In regard to spatiality, the artist developed a particular way of presenting the Monotipias, namely between two acrylic sheets floating in the exhibition space. The notion of “front and back” was thus dismissed, and the drawings began to be perceived as bodies that occupy the same space as the viewer, in a subject-to-subject relationship, rather than merely as simple objects of contemplation. Without resorting to the idea of participation, very much in vogue at that time, Schendel also wanted to deal with an enlarged concept of corporeality and aesthetic perception. When these drawings are shown, they are reactivated by the space and by the physical presence of the viewer.

Although the philosophical questions posed in her works for a long time caused them to be considered hermetic, there is also a concept of reflection embedded in the process of their making that is inseparable from them. For this reason, her works, despite raising questions of a metaphysical order, were never illustrations of a conceptual problem. They rather emphasize the posing of the problem itself in visual terms. One instance of this is the issue of the material’s opacity/transparence (and, consequently, that of the world), which is present in nearly all of her productions and which in the Objetos gráficos (Graphic objects) is raised again by reflecting on the opacity of language. These works, developed with the use of Letraset, rice paper, and acrylic sheets, allude to what is on the back of the letters, thereby in no wise rendering them less dense. In line with concrete poetry, for which she nurtured a special interest, Schendel used the word beyond its communicational function as a graphic and sonorous sign. She moreover took a further step, insofar as her Objetos gráficos no longer restrict this body-word to the blank space of the paper, but place it into the tridimensional space of the world.

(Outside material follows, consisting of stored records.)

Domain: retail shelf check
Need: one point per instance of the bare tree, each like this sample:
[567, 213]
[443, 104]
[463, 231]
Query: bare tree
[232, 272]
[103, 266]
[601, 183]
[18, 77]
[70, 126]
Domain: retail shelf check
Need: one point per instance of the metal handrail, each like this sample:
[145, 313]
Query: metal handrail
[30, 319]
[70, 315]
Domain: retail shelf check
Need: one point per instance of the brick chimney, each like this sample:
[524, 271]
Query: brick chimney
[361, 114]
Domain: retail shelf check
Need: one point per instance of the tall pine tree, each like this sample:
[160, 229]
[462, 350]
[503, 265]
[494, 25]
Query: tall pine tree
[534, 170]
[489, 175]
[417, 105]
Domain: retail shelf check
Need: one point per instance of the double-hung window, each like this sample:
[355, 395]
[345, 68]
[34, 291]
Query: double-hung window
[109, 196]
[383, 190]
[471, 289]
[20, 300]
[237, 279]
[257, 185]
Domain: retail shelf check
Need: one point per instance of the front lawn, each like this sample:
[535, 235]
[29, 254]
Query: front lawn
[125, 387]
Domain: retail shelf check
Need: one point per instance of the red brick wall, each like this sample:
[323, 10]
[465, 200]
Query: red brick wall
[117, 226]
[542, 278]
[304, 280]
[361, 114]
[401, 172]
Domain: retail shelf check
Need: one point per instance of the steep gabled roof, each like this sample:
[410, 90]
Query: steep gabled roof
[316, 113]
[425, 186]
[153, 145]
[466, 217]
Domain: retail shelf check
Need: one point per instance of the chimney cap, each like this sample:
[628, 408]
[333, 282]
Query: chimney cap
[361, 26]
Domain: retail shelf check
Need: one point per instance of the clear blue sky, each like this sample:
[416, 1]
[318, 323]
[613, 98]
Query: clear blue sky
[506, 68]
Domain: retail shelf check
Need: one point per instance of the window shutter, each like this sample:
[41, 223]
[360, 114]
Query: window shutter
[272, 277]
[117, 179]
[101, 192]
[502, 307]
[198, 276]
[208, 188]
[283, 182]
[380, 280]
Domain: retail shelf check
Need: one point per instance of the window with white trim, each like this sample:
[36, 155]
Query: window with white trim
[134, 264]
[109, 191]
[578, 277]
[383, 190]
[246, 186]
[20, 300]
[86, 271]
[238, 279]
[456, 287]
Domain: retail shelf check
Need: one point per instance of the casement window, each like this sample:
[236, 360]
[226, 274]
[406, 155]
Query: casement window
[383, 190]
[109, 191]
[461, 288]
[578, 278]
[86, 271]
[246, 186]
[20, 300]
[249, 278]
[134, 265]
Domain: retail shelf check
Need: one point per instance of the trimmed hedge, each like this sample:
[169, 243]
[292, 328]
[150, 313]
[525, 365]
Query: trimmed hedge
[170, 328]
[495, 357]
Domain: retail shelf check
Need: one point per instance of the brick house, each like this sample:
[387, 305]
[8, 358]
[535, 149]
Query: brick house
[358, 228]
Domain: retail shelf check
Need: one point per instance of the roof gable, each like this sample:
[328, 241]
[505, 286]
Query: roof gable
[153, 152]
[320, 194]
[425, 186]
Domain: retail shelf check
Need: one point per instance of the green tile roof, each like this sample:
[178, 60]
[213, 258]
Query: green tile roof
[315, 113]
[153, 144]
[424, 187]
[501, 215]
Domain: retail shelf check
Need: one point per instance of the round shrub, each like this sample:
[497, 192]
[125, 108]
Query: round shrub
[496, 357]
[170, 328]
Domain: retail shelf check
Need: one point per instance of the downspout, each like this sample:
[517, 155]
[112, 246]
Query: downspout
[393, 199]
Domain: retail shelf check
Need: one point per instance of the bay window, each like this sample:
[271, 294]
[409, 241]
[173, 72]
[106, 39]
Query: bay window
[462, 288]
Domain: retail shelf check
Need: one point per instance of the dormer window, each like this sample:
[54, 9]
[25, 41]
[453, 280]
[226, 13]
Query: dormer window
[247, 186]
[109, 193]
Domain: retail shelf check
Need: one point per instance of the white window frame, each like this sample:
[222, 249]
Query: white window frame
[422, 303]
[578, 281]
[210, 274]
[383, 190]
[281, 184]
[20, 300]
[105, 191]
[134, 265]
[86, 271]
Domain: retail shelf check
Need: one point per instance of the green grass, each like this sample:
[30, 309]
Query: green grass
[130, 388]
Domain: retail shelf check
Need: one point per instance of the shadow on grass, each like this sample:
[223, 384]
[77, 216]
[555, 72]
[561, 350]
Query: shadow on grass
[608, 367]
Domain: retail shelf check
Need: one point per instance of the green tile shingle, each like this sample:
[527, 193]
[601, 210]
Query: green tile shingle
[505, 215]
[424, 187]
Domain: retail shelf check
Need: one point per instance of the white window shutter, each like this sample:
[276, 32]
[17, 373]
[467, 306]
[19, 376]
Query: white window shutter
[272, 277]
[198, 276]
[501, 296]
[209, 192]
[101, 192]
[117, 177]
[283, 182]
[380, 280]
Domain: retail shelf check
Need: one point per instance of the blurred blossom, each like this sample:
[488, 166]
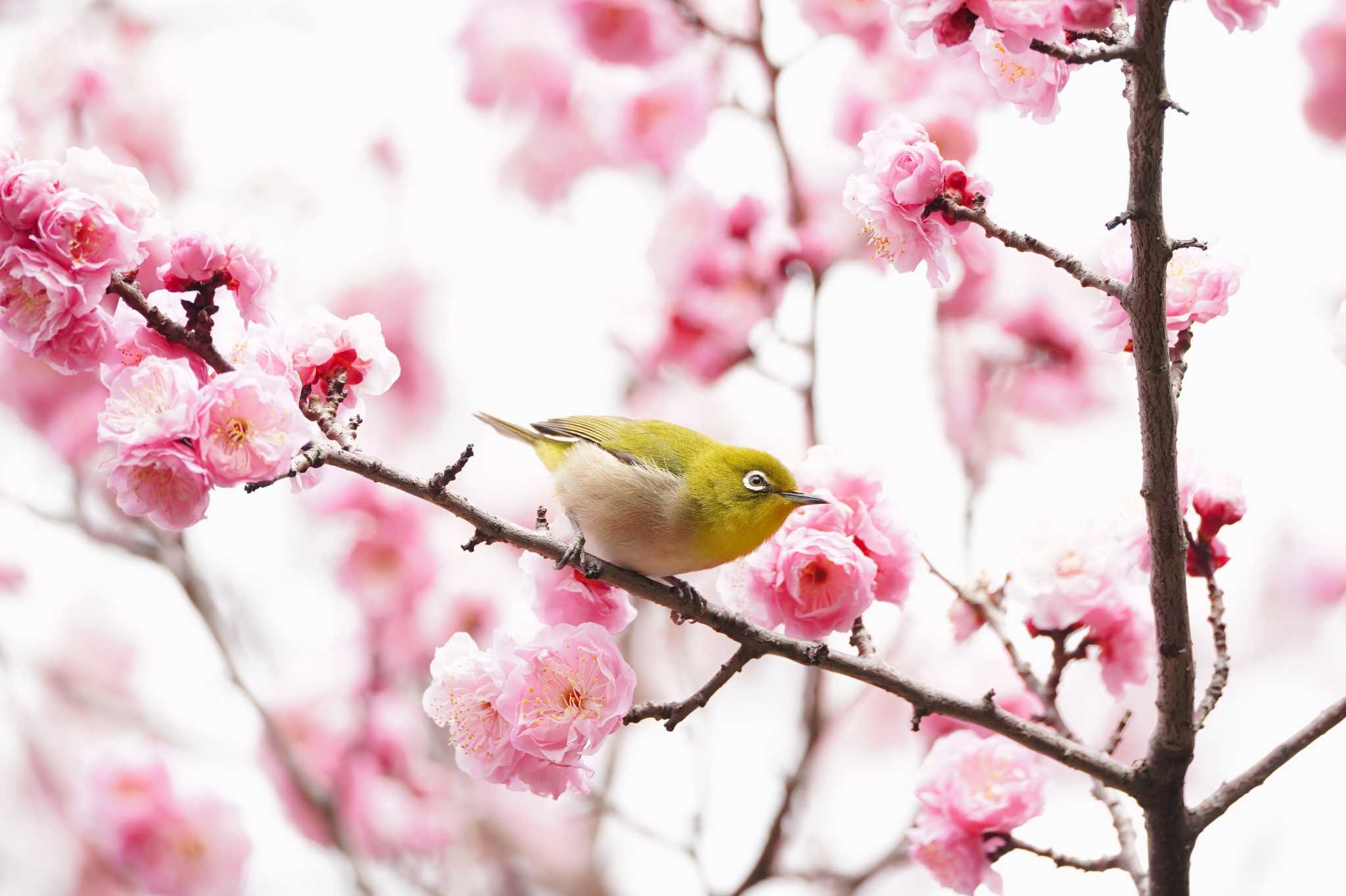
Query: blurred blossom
[1325, 50]
[163, 843]
[567, 596]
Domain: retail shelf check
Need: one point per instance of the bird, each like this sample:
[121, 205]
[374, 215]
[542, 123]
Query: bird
[659, 498]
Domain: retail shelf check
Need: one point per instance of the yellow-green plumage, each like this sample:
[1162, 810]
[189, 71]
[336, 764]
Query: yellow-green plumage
[656, 497]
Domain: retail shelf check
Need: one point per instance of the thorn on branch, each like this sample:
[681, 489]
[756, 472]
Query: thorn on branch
[478, 539]
[449, 474]
[860, 638]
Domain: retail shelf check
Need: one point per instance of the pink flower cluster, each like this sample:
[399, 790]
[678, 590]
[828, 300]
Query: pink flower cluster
[1197, 288]
[969, 789]
[723, 271]
[65, 231]
[828, 563]
[1090, 591]
[566, 596]
[1325, 50]
[902, 173]
[389, 799]
[159, 841]
[525, 716]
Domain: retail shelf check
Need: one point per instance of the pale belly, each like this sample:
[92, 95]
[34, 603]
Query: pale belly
[630, 516]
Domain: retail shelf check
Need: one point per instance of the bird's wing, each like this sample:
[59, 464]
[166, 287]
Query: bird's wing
[649, 444]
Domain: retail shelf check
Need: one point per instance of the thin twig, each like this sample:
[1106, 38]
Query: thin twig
[679, 709]
[1230, 792]
[1023, 242]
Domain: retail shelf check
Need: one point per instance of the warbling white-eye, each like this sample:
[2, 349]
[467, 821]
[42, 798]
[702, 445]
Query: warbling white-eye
[656, 497]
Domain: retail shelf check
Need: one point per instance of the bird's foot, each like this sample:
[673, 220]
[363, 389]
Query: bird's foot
[575, 556]
[695, 602]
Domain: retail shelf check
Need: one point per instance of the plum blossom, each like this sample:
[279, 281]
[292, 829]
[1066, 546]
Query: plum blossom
[80, 346]
[567, 596]
[569, 692]
[902, 173]
[155, 401]
[465, 697]
[82, 233]
[1197, 290]
[1325, 50]
[164, 482]
[163, 843]
[322, 344]
[1248, 15]
[1027, 78]
[636, 33]
[866, 20]
[38, 298]
[982, 783]
[810, 581]
[860, 509]
[250, 427]
[955, 857]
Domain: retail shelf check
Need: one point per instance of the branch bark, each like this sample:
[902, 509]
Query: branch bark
[1230, 792]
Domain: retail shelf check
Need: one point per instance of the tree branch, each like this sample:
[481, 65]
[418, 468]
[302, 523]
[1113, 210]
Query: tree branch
[1230, 792]
[1084, 55]
[679, 709]
[1023, 242]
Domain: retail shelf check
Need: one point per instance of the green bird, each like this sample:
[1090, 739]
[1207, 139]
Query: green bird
[659, 498]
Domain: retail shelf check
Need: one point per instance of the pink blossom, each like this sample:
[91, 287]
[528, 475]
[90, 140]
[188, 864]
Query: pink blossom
[982, 783]
[154, 401]
[82, 233]
[249, 279]
[322, 344]
[569, 692]
[567, 596]
[636, 33]
[250, 427]
[123, 189]
[26, 191]
[662, 119]
[80, 346]
[38, 298]
[1220, 502]
[1248, 15]
[195, 258]
[866, 20]
[1027, 78]
[164, 482]
[862, 510]
[812, 581]
[163, 843]
[902, 173]
[465, 697]
[1325, 50]
[954, 856]
[519, 55]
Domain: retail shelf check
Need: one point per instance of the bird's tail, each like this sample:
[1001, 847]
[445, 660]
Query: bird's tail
[551, 451]
[509, 430]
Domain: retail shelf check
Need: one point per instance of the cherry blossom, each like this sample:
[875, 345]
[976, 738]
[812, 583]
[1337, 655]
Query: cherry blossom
[250, 427]
[567, 596]
[164, 482]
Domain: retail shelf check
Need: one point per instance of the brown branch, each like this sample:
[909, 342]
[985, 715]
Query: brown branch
[200, 342]
[1061, 860]
[1084, 55]
[679, 709]
[1220, 675]
[1023, 242]
[765, 864]
[1232, 790]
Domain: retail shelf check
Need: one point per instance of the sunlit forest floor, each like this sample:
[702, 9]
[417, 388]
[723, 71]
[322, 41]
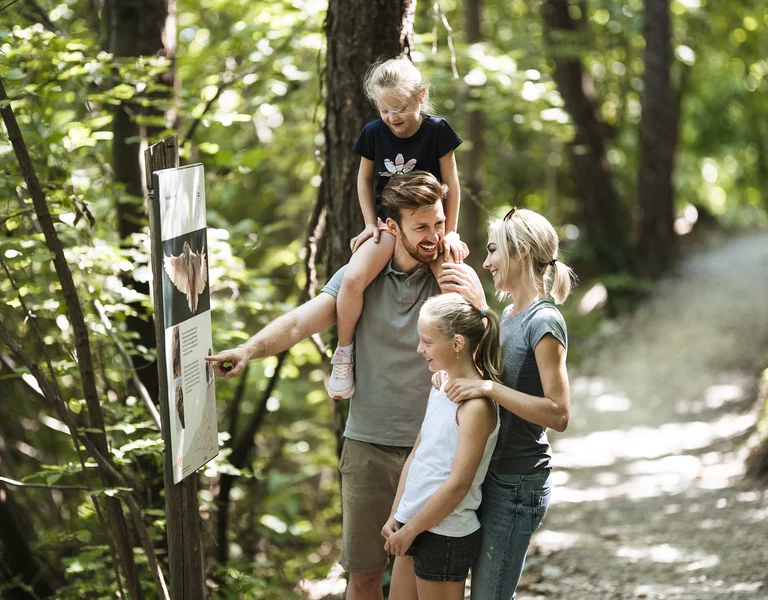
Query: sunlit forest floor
[649, 500]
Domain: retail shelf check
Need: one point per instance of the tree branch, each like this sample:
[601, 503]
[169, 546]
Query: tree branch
[134, 378]
[13, 482]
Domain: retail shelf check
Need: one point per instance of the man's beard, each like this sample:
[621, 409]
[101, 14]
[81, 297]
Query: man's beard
[417, 254]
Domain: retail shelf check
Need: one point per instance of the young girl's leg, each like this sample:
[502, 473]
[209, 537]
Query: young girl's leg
[439, 590]
[362, 269]
[403, 585]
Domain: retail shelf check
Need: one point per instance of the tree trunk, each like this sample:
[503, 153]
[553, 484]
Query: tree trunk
[358, 32]
[17, 555]
[185, 559]
[474, 178]
[96, 432]
[137, 28]
[658, 138]
[606, 221]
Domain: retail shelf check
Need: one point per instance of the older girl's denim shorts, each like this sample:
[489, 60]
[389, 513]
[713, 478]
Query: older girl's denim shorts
[442, 558]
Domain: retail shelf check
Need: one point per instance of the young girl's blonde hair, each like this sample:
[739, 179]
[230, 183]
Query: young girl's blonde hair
[454, 315]
[397, 76]
[522, 230]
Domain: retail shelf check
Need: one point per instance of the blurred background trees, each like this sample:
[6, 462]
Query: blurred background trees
[629, 124]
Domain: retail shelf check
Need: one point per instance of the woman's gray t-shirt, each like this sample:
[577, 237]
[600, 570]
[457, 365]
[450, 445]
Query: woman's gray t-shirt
[523, 447]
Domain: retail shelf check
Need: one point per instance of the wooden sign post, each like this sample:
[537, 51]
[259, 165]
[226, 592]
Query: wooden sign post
[181, 507]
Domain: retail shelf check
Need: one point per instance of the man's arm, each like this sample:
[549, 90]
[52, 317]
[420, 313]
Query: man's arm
[311, 317]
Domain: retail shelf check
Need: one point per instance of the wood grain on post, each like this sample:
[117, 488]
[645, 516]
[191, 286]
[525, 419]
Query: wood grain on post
[182, 512]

Mira Schendel, Objeto gráfico, 1967. Daros Latinamerica Collection, Zürich

To follow Mira Schendel’s trajectory is to perceive that the body thinks and the mind feels—and that choosing one of the sides of these polarities defining occidental civilization (intellect vs. sensitivity; thought vs. corporeality; essence vs. appearance) will never be a reasonable option for someone who survived the collective irrationality of the early 20th century. If Mira Schendel remained isolated in her silent world, it was only to remain more active and present in life.

Taisa Palhares, 2017 Taisa Palhares is an Art Critic and Professor of Philosophy of Art at the University of Campinas (UNICAMP), Campinas, Brazil.